On 2/3/2011 6:10 PM, NeilBrown wrote:

> Probably chunk size is larger than your 100k devices.
>
> Try:
>
>    mdadm --create /dev/md1 --raid-devices=2 --level=0 --metadata=1.0
>    --chunksize=4 ....
>
> The metadata=1.0 causes the least amount of space to be used for metadata.

That worked (should be --bitmap-chunk instead of --chunksize).

> OR just make much larger files.  Surely you can spare a few meg??

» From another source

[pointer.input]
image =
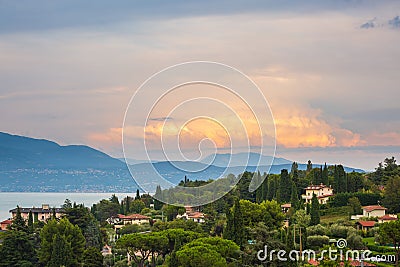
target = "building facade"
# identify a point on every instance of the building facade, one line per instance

Absolutely. My point is just that a failure such as this
should result in a meaningful error message.
Ironically, mdadm seems to have regressed.
On Ubuntu 10.10, which uses version 2.6.7.1 of
mdadm I see the kind of error message I'd expect, e.g.

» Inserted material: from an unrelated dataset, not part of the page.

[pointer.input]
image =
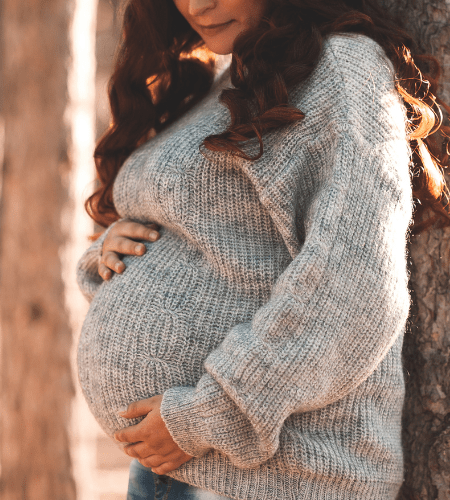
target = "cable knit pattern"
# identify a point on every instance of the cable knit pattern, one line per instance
(271, 311)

	mdadm: /dev/loop0 is too small: 100K
	mdadm: /dev/loop1 is too small: 100K

However, on RHEL6, which uses the newer version 3.1.3 of
mdadm, I get

	mdadm: ADD_NEW_DISK for /dev/loop2 failed: Invalid argument

This looks like a regression to me.

I'd agree that what I'm doing is unrealistic. I was
just preparing a document about how to use mdadm so
I didn't need large volumes. But, it would be nice
if the latest version of mdadm did what earlier
versions did.

Cordially,
-- 
Jon Forrest
Research Computing Support
College of Chemistry
173 Tan Hall
University of California Berkeley
Berkeley, CA
94720-1460
510-643-1032
jlforrest@berkeley.edu

      reply	other threads:[~2011-02-04 17:02 UTC|newest]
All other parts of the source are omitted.